When an electron makes a transition from n=2 to n=1 energy level, the emitted radiation is in the form of X-rays. The minimum atomic number required for this transition to emit X-rays with a wavelength of 3.0 x 10^-8 m can be calculated as follows:
E = (hc)/λ
E = (6.626 x 10^-34 J·s) x (3.0 x 10^8 m/s) / (3.0 x 10^-8 m)
E = 6.626 x 10^-16 J
The energy difference between n=2 and n=1 energy levels can be calculated using the formula:
ΔE = (-13.6 eV) x [(1/nf^2) - (1/ni^2)]
where ΔE is the energy difference, nf is the final energy level (n=1), and ni is the initial energy level (n=2).
ΔE = (-13.6 eV) x [(1/1^2) - (1/2^2)]
ΔE = -10.2 eV
Converting this energy to joules:
1 eV = 1.602 x 10^-19 J
-10.2 eV = -1.64 x 10^-18 J
The minimum atomic number required for this transition to emit X-rays with a wavelength of 3.0 x 10^-8 m can be calculated using the formula:
ΔE = (Z^2 x 13.6 eV) / n^2
where Z is the atomic number and n is the initial energy level (n=2).
-1.64 x 10^-18 J = (Z^2 x 13.6 eV) / 2^2
Z^2 = (-1.64 x 10^-18 J x 4) / 13.6 eV
Z^2 = -4.8 x 10^-19
Z = 2
Therefore, the minimum atomic number required for this transition to emit X-rays with a wavelength of 3.0 x 10^-8 m is 2.

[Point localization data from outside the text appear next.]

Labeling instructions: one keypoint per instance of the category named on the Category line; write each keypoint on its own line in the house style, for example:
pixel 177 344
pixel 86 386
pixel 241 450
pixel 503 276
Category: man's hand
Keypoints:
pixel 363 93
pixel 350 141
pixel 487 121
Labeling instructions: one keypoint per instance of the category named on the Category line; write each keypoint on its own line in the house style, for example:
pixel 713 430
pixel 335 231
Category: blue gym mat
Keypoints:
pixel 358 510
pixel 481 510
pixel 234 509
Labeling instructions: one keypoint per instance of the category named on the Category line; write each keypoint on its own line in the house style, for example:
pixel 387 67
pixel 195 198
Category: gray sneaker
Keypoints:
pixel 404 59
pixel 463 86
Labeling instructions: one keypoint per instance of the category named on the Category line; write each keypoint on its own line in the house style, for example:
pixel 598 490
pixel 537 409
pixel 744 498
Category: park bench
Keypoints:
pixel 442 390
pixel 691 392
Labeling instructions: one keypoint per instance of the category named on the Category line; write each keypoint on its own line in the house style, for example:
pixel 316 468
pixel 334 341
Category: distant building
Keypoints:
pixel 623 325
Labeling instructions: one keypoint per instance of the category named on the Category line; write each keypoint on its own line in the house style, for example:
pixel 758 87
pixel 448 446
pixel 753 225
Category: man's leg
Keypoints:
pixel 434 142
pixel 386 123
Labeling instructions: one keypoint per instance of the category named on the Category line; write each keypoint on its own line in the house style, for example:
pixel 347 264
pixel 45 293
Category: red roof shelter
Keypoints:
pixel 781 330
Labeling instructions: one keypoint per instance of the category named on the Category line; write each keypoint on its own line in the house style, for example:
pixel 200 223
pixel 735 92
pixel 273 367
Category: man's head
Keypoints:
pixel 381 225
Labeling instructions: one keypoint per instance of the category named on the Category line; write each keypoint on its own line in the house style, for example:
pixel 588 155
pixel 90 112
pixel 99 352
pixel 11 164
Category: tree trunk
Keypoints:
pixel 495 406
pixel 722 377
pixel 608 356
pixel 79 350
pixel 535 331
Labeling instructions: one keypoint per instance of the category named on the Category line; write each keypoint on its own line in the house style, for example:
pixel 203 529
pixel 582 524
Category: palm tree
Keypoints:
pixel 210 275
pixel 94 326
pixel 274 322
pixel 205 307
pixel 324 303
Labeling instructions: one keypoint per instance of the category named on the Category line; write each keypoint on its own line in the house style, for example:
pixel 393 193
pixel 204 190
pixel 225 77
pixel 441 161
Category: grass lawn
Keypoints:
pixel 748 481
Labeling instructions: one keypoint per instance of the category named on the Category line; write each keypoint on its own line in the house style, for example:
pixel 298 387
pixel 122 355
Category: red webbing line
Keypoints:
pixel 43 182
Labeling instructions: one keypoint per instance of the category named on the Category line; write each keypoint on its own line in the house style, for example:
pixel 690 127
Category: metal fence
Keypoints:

The energy emitted during a transition from higher energy level to lower energy level can be calculated using the formula:
E = (hc)/λ
where E is the energy emitted, h is Planck's constant, c is the speed of light, and λ is the wavelength of the emitted radiation.
When an electron makes a transition from n=2 to n=1 energy level, the emitted radiation is in the form of X-rays. The minimum atomic number required for this transition to emit X-rays with a wavelength of 3.0 x 10^-8 m can be calculated as follows:
E = (hc)/λ
E = (6.626 x 10^-34 J·s) x (3.0 x 10^8 m/s) / (3.0 x 10^-8 m)
E = 6.626 x 10^-16 J
The energy difference between n=2 and n=1 energy levels can be calculated using the formula:
ΔE = (-13.6 eV) x [(1/nf^2) - (1/ni^2)]
where ΔE is the energy difference, nf is the final energy level (n=1), and ni is the initial energy level (n=2).
ΔE = (-13.6 eV) x [(1/1^2) - (1/2^2)]
ΔE = -10.2 eV
Converting this energy to joules:
1 eV = 1.602 x 10^-19 J
-10.2 eV = -1.64 x 10^-18 J
The minimum atomic number required for this transition to emit X-rays with a wavelength of 3.0 x 10^-8 m can be calculated using the formula:
ΔE = (Z^2 x 13.6 eV) / n^2
where Z is the atomic number and n is the initial energy level (n=2).
-1.64 x 10^-18 J = (Z^2 x 13.6 eV) / 2^2
Z^2 = (-1.64 x 10^-18 J x 4) / 13.6 eV
Z^2 = -4.8 x 10^-19
Z = 2
Therefore, the minimum atomic number required for this transition to emit X-rays with a wavelength of 3.0 x 10^-8 m is 2.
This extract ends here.